Why would anyone use xmake over cmake?

[–] lysdexic@programming.dev 1 points 2 years ago* (last edited 2 years ago) (1 children)

Well, in Rust, it’s a sum-type

The discussion is on to use monads in C++, and not on why is C++ different than Rust.

I repeat: you do not need sum types to implement a Result monad in C++.

[–] lysdexic@programming.dev 1 points 2 years ago (7 children)

I can tell you without any shred of doubt that Amazon still standardizes on Java-based frameworks, including Spring, and has absolutely no plans to switch. Each Amazon team is able to pick its own tech stack, but the ones that do not use Java or a JDK-based stack are extremely rare, and more than not are working on specialized applications such as mobile development.

[–] lysdexic@programming.dev 1 points 2 years ago (1 children)

The only reason Java is remotely tolerable today is because of influences from those ‘fad’ languages.

This might be your personal opinion but it is not a very informed one, or in touch with reality. Java frameworks such as Spring still dominate the backend ecosystem and some FANGs still standardize their backend development around it.

[–] lysdexic@programming.dev -4 points 2 years ago* (last edited 2 years ago) (1 children)

This is certainly a way to dismiss all other programming paradigms, I suppose.

My comment has nothing to do with paradigms.

In fact, your strawman is proven to be false by the fact that there is no mainstream tech stack for the web which is not object oriented and provides a request pipeline that uses inversion of control for developers to pass their event handlers.
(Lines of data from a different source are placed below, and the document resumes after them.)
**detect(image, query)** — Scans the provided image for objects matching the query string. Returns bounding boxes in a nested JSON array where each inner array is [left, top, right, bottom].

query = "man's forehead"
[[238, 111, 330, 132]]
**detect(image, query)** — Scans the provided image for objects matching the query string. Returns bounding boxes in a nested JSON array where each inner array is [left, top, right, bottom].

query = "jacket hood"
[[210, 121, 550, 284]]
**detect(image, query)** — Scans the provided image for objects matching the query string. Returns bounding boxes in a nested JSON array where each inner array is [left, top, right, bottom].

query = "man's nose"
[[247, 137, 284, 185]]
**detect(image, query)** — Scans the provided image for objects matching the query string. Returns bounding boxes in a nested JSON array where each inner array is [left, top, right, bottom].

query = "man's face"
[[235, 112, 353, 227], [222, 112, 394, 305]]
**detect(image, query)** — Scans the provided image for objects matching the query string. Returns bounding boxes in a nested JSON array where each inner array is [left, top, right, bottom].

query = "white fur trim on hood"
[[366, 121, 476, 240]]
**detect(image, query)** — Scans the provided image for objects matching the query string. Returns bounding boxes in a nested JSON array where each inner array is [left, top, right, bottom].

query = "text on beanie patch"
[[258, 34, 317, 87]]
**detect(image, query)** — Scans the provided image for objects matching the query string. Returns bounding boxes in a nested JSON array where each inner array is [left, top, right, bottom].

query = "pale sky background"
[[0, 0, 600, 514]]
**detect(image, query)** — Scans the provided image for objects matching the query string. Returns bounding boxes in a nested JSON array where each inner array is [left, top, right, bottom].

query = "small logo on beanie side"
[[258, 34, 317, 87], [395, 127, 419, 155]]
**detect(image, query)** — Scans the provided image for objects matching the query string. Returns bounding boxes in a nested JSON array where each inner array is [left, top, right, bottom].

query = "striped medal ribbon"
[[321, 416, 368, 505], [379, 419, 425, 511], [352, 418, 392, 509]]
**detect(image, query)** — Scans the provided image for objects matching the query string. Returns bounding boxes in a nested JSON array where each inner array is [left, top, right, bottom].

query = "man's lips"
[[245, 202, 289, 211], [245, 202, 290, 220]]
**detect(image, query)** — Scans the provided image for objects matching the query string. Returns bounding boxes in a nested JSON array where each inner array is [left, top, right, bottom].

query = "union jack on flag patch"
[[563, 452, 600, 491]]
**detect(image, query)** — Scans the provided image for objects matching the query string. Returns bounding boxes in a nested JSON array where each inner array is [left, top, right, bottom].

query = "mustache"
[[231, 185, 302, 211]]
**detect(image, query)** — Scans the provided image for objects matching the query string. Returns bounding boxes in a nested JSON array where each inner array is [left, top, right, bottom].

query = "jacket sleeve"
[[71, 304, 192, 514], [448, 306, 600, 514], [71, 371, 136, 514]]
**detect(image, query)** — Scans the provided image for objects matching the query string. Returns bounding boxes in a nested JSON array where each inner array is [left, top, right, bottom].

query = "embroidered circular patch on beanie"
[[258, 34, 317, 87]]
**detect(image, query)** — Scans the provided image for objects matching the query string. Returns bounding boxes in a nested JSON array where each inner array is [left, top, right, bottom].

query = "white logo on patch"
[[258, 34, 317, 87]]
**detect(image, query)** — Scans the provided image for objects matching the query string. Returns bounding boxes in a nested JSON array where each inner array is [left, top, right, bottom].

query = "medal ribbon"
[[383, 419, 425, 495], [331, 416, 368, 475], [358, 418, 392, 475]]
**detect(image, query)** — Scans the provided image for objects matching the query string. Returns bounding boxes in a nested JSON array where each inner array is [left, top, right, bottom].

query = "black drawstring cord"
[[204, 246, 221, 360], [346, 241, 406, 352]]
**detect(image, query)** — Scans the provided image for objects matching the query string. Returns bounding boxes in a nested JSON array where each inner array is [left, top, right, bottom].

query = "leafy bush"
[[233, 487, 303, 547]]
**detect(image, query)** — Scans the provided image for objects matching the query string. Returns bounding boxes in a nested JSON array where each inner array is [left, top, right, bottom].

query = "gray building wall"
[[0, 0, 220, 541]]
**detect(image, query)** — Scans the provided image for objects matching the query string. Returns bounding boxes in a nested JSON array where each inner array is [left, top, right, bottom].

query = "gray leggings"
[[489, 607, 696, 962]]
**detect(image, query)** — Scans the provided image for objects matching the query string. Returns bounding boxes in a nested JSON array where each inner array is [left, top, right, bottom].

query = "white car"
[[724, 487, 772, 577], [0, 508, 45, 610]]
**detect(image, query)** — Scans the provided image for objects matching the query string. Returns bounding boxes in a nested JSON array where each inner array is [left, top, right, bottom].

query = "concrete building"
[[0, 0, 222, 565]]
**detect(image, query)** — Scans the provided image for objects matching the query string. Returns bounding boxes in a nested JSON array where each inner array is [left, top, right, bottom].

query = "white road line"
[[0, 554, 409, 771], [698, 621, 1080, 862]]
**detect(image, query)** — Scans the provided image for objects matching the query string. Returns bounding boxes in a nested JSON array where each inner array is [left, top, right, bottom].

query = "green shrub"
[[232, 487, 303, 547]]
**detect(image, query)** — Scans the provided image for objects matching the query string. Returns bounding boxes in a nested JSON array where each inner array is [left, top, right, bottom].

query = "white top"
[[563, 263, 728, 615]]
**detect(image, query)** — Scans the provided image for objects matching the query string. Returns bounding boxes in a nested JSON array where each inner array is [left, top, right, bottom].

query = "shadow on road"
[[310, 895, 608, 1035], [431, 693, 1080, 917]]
They all reimplement the exact same solution and follow the exact same pattern to handle requests.

[–] lysdexic@programming.dev -2 points 2 years ago* (last edited 2 years ago) (1 children)

WET is not what you think it is, or at least not originally. It’s not some alternative to DRY. It didn’t stand for Write Everything Twice. It stands for Write Every Time. It’s supposed to be a negative way to describe code that isn’t DRY. It’s also abbreviated as “Waste Everyone’s Time”.

I think you're confusing things. Write Everything Twice (WET) has no resemblance with the concept you mentioned, which makes no sense to be a standalone concept or even rule of thumb.

WET is a clear guideline to avoid usual code quality problems caused by premature specialization and tight coupling which result from DRY fundamentalisms. WET puts on hold the propencity to waste time with code churn. It's importance is clear to anyone who maintains software.

The misunderstanding since DRY’s coining is probably because, like natural language, we change meanings we with our environment.

Not really. Your comment sounds like a weak attempt at revisionism. Some reference books like Bob Martin's Clean Code explicitly cover DRY and the importance of refactoring away any duplicate code.

WET springs from this fundamentalist mindset. There is no two ways about it.